Grief is the Path
For about ten years, from a teenager into my early 20's, I was super pissed at just about everyone. I regularly said, "I don't like people."
I was so mad about the state of the world. I couldn't possibly be happy while there was SO MUCH wrong.
My working solution at the time was to be militantly vegan, scorn money, obsessively imagine the perfect circumstances in which I could one day be happy, and complain at length about not being there yet.
Of course, that strategy reaaaally didn't solve anything. It just made me miserable, along with everyone else around me, I'm sure.
Looking back, how I emerged from that time was a movement that came in waves.
One of the big waves was meeting a community of loving folks who welcomed me into their circle. They were present and authentic with each other, and I saw right away -- resentfully at first -- that they were having way more fun than me. Go figure!
It was in the focus of their genuine interest to know me that I started to feel the ocean of grief I had tried to lock away under a shield of anger.
Being received and loved by this community gave me faith in humanity.

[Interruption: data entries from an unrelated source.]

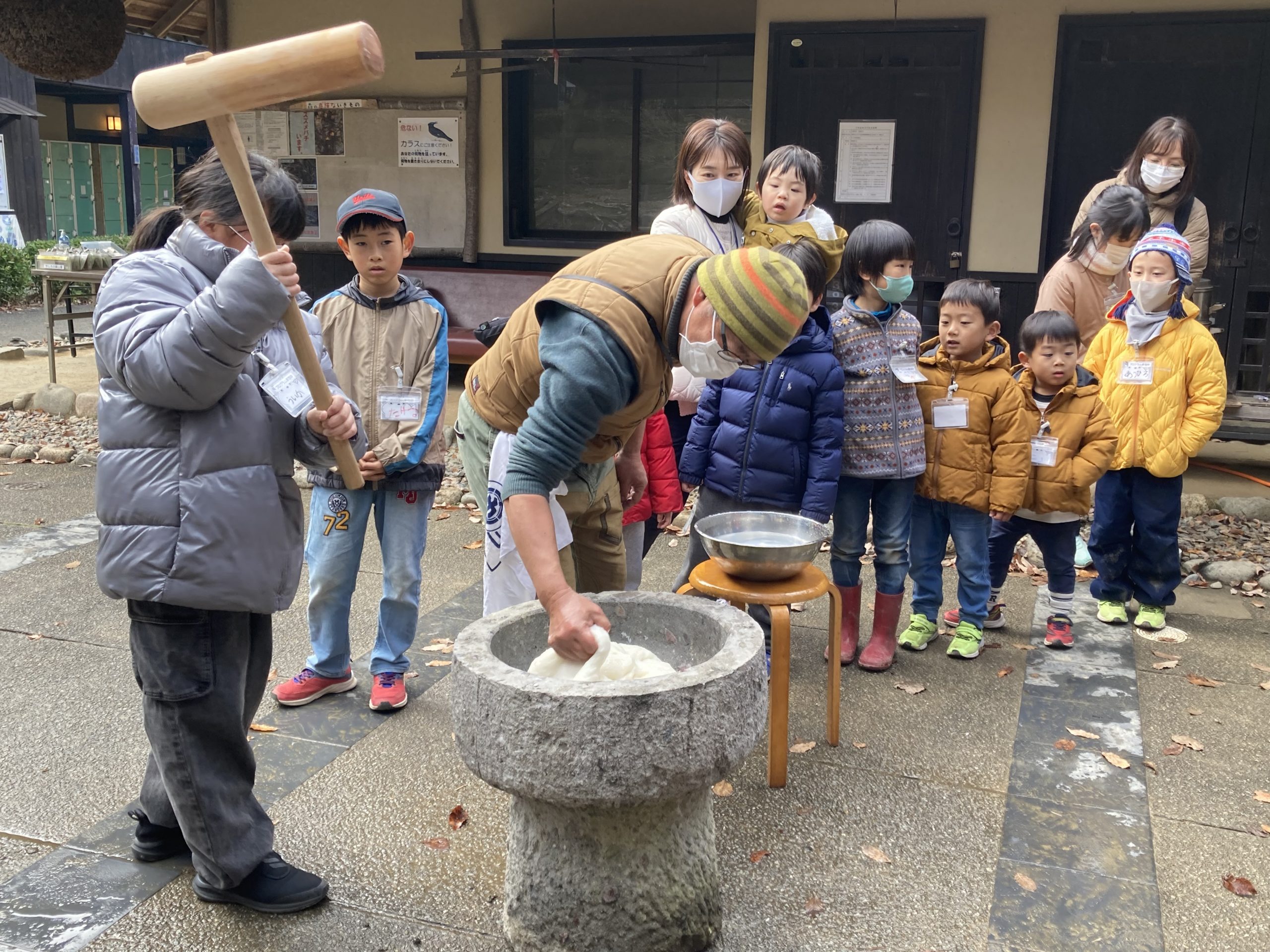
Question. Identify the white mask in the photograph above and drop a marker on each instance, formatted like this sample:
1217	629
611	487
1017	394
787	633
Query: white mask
1153	296
1160	178
715	197
1110	261
704	358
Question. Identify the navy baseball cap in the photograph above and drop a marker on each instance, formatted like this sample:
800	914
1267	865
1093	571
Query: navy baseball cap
370	201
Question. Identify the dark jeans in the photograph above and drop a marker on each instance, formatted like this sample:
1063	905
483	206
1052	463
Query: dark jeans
892	503
202	676
1135	537
933	525
1056	541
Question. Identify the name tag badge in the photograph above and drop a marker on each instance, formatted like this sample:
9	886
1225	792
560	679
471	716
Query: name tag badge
951	414
1044	451
286	385
400	403
905	367
1140	372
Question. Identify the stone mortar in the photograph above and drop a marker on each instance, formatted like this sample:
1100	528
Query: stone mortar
611	839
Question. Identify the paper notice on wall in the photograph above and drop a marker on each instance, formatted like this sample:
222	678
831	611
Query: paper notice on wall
867	157
303	132
275	135
425	143
250	128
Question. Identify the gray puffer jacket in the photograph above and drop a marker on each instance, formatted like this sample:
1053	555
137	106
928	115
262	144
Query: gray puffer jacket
194	484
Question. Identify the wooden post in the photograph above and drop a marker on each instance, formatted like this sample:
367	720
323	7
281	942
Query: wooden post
470	40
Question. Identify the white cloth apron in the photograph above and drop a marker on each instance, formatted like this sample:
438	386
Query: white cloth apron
507	581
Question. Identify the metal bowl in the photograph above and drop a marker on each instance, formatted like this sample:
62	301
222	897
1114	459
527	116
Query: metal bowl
761	546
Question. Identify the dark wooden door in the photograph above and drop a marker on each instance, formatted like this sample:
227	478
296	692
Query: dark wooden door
1118	75
922	75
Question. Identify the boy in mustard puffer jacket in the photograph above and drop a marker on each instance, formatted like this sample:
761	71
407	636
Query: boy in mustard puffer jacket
976	461
1164	382
1072	446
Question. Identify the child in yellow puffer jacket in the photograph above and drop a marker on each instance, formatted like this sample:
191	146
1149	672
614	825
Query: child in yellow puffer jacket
1164	382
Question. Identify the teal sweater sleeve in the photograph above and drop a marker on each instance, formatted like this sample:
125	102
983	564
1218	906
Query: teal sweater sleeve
586	376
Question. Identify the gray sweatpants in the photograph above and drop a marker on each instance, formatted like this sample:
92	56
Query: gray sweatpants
202	676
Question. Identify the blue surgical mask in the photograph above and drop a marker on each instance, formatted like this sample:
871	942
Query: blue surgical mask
897	290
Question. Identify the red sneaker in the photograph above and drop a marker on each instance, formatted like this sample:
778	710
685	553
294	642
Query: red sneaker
309	686
996	617
388	692
1058	631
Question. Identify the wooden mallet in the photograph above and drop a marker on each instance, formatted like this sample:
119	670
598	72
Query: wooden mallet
212	88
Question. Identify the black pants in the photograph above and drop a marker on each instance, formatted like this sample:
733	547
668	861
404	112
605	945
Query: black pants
202	676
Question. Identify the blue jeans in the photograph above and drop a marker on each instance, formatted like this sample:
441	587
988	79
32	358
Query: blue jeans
337	531
1056	541
933	525
892	502
1135	537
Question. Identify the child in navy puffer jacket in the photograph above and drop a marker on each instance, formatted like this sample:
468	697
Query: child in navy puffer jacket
771	437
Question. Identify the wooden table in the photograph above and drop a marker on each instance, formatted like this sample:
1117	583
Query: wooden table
55	284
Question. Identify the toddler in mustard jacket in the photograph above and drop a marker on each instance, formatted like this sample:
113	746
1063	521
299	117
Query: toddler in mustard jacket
1164	382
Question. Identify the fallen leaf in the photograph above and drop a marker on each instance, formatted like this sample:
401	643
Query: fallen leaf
1240	887
1199	681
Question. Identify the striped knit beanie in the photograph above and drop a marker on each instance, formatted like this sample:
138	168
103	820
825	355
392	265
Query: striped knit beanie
759	295
1165	238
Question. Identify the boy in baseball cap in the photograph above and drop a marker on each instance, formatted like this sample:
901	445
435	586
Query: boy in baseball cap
386	338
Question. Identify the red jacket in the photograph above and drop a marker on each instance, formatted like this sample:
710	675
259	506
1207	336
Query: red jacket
663	493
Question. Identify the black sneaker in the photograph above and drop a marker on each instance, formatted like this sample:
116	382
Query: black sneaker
273	887
151	842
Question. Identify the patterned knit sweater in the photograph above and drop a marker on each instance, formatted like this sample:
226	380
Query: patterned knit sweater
883	429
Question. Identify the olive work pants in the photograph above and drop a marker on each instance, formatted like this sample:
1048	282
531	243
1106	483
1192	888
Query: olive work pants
596	559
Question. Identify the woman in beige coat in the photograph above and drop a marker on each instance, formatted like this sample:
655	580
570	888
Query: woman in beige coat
1164	167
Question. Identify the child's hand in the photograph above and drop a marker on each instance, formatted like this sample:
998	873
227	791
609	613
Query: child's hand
336	422
282	268
371	468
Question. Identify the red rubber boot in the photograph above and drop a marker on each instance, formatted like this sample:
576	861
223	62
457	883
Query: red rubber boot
850	633
879	654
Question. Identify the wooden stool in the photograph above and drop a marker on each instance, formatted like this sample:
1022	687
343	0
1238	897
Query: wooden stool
711	581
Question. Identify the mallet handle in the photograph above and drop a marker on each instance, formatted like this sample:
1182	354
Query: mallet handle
229	148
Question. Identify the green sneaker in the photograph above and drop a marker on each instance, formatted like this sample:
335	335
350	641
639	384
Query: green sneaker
967	642
921	631
1113	612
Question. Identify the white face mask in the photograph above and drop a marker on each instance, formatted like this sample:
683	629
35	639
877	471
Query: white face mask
1160	178
1153	296
715	197
704	358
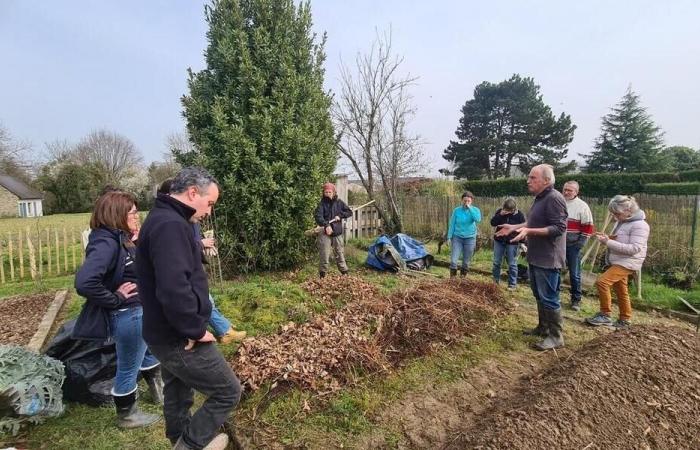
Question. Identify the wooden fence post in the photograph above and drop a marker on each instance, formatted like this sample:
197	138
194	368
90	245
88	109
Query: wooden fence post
20	254
9	251
72	246
41	258
65	249
58	251
48	251
2	266
32	256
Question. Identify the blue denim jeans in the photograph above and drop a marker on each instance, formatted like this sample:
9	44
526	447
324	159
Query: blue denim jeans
545	285
218	322
573	262
132	352
463	247
511	254
202	369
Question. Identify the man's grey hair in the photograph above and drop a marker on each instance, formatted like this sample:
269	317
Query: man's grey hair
623	204
574	184
547	172
192	176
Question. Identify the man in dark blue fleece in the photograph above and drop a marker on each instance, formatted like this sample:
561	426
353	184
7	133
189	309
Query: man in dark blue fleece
176	308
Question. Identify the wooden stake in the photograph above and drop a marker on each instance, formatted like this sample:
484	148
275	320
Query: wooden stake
58	251
32	256
65	249
20	254
72	246
9	250
2	266
48	251
41	258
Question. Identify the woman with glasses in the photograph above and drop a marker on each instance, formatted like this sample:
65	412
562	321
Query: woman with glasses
112	310
626	251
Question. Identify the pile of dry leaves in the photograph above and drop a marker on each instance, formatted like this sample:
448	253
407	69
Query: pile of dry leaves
369	333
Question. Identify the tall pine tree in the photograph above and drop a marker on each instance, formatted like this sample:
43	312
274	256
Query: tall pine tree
508	125
258	117
630	141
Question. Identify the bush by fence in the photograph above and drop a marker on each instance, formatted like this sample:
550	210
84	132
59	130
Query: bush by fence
673	242
594	185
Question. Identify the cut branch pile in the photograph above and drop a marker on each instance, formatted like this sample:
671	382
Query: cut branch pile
373	333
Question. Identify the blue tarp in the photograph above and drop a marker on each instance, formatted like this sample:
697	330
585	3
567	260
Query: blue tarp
383	254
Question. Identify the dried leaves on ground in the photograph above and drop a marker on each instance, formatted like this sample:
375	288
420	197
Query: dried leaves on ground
370	333
20	317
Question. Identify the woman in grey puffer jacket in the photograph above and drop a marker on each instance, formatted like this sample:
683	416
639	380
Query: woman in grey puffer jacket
627	249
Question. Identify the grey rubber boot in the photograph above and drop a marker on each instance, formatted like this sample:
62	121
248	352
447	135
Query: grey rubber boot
553	320
129	415
154	379
540	330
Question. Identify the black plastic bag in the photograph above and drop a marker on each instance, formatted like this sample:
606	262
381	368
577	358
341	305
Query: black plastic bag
90	367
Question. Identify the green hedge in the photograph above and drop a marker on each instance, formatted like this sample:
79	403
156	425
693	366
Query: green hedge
673	188
592	185
690	175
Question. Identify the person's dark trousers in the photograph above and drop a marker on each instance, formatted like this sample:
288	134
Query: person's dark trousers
573	262
545	285
204	369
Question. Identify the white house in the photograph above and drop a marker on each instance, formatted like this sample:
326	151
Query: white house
19	200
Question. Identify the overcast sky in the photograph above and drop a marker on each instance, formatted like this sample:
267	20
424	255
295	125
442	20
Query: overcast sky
68	67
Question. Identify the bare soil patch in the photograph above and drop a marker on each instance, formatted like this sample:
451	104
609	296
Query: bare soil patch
370	333
20	317
631	389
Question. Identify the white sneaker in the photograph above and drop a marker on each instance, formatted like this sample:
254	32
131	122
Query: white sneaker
220	442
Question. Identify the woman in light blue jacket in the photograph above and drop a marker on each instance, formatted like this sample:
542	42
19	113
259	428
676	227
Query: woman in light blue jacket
461	234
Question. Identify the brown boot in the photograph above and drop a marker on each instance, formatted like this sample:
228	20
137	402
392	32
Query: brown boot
232	335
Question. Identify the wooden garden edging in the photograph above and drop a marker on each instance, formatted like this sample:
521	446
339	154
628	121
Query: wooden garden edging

Wait... I don't know that this experience gave me faith. I think I found faith.
I'm picking this apart as I write to you: I know faith as a steady flame that's absolute. Even when I lose hope -- and I do -- faith is always there. It's a force that feels like it can't be created or destroyed.
I can hope with all my heart for tyrannic leaders to fall from power; I can hope with every fiber of my being for justice, for healing, but these things may or may not come to pass. Where hope flounders, I have faith. I have faith in the light that resides in every heart, even in tyrants where - as far as I can perceive - that light is barely flickering, choked by pain.
I have faith in the pulse of life. I have faith in the power of love.
I don't think I was without faith when I was in my "I hate everything" period; I think I just didn't know how to find it. I didn't know that my ocean of grief could be a path like the Red Sea parting, leading me to salvation from despair.
The ocean is still inside me. In fact, I think it grows more vast every day. The waves wash up through me and leave my face salty and wet. I welcome the tides. They wash me free. They carry me back to faith: that deep, still expanse beneath the surface waves and seasonal currents.
There is so much that's wrong. There is so much beauty.
Feeling the full spectrum of this paradox is infinitely intense. It's serious work to FEEL. I lean on my community to do it. I rely on my practices to buoy me, and anchor me. I bring myself to what sparks joy in my heart.
Whatever it is that nourishes us most, we have to make THAT the center of our days; don't let it fall to the periphery.
I write this here for me too, because I know how easy it can be to fall out of rhythm with what sustains me.